Page MenuHomePhabricator

Unbalanced annotation tags in template arguments
Open, Needs TriagePublic

Description

Given an interweaving like {{1x|<translate>123}}</translate>, the legacy parser has the full view of all the content and will match the start and end tags, and strip them.

When Parsoid asks for the template expansion, the legacy preprocessor will only see the opening tag {{1x|<translate>123}} and leaves it unstripped.

The result is a difference in parser output.
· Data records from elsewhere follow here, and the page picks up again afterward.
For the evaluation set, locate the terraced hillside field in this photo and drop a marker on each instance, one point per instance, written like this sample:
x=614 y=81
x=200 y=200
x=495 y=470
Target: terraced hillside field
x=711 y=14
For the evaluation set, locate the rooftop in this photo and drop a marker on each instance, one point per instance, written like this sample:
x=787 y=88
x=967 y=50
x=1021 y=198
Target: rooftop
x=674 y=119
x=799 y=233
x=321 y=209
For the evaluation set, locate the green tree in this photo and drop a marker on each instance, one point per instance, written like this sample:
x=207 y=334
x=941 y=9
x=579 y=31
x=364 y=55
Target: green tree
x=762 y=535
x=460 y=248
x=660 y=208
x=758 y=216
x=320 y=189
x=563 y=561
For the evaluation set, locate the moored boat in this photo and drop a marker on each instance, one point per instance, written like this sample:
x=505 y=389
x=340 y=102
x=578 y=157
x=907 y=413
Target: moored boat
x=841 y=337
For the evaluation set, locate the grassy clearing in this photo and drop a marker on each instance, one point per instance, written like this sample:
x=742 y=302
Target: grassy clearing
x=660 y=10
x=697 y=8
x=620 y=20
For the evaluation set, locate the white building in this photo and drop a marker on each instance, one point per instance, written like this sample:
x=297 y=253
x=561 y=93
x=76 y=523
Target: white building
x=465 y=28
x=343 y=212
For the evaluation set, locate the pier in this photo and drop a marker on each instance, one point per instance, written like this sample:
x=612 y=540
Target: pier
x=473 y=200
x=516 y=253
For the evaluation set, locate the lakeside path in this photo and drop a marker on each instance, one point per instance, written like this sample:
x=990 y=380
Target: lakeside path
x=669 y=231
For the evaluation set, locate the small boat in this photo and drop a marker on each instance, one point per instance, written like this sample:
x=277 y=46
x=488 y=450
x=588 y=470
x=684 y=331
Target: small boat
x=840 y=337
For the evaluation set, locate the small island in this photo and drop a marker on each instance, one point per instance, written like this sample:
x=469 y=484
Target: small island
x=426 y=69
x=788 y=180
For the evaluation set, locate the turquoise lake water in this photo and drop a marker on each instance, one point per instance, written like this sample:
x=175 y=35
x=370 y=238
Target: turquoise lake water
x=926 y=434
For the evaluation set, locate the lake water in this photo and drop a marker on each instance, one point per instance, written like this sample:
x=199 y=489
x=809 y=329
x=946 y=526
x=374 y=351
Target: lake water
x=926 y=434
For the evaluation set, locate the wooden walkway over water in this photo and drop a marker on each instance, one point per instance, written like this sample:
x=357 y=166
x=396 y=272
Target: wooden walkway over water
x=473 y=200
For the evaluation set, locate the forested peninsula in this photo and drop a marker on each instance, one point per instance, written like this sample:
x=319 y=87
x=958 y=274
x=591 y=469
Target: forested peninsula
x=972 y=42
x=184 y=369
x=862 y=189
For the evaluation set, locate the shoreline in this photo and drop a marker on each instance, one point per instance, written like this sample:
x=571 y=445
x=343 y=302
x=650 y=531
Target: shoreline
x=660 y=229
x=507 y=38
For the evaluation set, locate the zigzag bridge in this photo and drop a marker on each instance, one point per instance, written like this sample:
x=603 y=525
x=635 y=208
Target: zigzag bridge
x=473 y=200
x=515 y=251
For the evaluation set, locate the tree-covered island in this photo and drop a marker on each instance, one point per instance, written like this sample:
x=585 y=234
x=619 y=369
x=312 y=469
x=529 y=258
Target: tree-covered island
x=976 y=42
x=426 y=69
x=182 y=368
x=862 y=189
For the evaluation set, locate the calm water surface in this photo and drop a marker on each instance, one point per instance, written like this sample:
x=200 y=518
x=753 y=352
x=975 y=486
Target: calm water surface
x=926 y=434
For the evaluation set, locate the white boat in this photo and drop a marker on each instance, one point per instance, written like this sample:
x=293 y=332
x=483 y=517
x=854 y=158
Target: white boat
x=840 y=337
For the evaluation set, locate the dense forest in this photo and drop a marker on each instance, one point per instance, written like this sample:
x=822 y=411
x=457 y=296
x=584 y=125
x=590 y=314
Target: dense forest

This came up today while examining roundtrip testing results. An example of parse differences can be seen at,
https://meta.wikimedia.org/w/index.php?title=Campaigns/Foundation_Programs_Team&oldid=25730306&useparsoid=1#V0_Event_Registration_Tool:_Demo_and_Invitation_to_Test

That example is slightly more complex because the <tvar name=date1> that isn't stripped has an unescaped = which combines with the template syntax to form a template named argument that leaves the unnamed first argument empty,

{{indent| <translate><!--T:1177--> '''Session 1:'''  <tvar name=date1> {{DateT|2022|7|21}}, 17:00 UTC}} </tvar> </translate>

Relying on the legacy stripping comes from T295834. There are some open questions about doing the stripping in Parsoid in T301492 and T301490. Either way, should unmatched tags be left around?